Enforce Session Lifetime Limits for Guests and Admins for Energy & Utilities

Energy & Utilities organizations face specific regulatory requirements including nist-800-53, cis, iso27001. The CA-11 control helps address these requirements by:

• Sign-in frequency is enforced via Conditional Access for high-risk scenarios
• Guest user sessions expire within 24 hours
• Admin sessions expire within 8 hours
• Persistent browser sessions are disabled for guest access

Guests and admins represent elevated risk. Guest accounts access your data from unmanaged devices; limiting session lifetime reduces exposure if credentials are compromised. Admin sessions should be short-lived. Regular users on managed devices can have longer sessions to avoid productivity impact.

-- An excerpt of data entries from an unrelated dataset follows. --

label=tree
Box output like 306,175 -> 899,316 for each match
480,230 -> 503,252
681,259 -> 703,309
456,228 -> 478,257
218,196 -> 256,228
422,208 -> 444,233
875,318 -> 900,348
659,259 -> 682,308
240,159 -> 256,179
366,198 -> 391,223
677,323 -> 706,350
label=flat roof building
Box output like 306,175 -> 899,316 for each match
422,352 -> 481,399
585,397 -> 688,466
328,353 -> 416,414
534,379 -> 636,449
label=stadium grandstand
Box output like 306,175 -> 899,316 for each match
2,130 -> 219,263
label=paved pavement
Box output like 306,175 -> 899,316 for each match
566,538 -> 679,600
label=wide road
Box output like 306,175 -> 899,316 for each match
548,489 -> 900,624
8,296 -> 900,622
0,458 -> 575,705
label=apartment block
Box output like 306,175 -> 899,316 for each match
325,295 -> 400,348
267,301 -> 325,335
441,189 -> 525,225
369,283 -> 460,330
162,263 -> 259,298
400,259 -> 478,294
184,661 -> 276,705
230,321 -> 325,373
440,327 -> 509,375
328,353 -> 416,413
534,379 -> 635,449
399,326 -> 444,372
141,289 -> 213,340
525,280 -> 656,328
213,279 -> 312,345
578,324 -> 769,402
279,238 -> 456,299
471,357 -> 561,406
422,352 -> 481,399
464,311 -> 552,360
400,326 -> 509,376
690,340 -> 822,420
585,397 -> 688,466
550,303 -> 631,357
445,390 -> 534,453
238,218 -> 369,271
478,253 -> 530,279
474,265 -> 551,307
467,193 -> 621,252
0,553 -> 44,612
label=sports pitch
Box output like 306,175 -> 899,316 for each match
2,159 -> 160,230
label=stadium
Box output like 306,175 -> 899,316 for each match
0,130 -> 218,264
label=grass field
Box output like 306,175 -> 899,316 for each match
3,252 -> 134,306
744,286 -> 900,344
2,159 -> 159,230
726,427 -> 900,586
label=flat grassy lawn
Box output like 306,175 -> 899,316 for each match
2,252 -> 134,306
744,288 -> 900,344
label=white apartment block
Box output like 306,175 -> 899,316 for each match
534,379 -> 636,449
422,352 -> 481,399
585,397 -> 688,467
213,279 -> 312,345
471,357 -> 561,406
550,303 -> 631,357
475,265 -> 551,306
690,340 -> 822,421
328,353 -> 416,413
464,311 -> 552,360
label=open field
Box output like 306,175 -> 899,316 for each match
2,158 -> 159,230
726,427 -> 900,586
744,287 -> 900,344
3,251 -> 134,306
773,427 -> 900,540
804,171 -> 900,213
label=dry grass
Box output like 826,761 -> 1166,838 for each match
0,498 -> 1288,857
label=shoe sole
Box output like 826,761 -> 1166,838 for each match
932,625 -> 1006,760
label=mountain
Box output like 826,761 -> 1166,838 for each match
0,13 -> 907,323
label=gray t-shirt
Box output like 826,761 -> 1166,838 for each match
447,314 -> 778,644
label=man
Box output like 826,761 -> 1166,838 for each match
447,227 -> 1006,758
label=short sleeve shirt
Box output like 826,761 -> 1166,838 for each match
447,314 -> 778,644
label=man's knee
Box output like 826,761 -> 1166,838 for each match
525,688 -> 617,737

When implementing CA-11 in a energy & utilities environment, consider:

• **Regulatory requirements**: nist-800-53, cis, iso27001 may mandate specific configurations
• **Risk tolerance**: Energy & Utilities organizations typically have moderate to low risk tolerance
• **Audit frequency**: Plan for regular compliance reviews
• **Documentation**: Maintain detailed records for regulatory inspections

To implement CA-11 in your Microsoft 365 environment:

• Sign-in frequency is enforced via Conditional Access for high-risk scenarios
• Guest user sessions expire within 24 hours
• Admin sessions expire within 8 hours
• Persistent browser sessions are disabled for guest access

TrueConfig can automatically remediate this control with one click.